Two pandas in Mexico, ages 20 and 23, will undergo a plan of artificial insemination for which scientists will use frozen semen obtained from pandas in China, the Federal District Environment Secretariat said.
The experts seek to impregnate Shuan Shuan, 23, and Xin Xin, 20, which together with Xiu Hua, 25, are the three females living at Mexico City’s Chapultepec Zoo.
All three are descendents of a pair of pandas given to Mexico by China in 1975.
The Strategic Plan for the Conservation of the Giant Panda establishes the insemination of these two pandas during the reproductive seasons of 2012 and 2013, when a team of Chinese specialists will visit Mexico to work with the experts at Chapultepec.
The scientists will monitor the reproductive hormones of the females, evaluate their behavioral changes and apply cutting-edge technology to inseminate them, the secretariat said.
Due to the advanced age of the two pandas, “the probability of reproductive success is low.

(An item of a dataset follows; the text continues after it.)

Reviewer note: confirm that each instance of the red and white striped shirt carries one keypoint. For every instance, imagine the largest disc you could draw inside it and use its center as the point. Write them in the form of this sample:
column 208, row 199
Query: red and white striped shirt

Nonetheless, in the absence of a male specimen, artificial insemination is the most viable option,” the secretariat said.
The accord between the two parties states that if a cub should be born, it will be the property of the Chinese government but will remain at the Chapultepec Zoo.
If the insemination is unsuccessful, the Mexican zoo will ask China for “the donation of a reproductive partner” in order to continue having pandas, the secretariat said.
The program for panda reproduction in Mexico “has been highly successful at both the national and international level, with the first birth (in 1981) of this species outside of China and obtaining eight cubs in all, of which five reached adulthood, the secretariat said.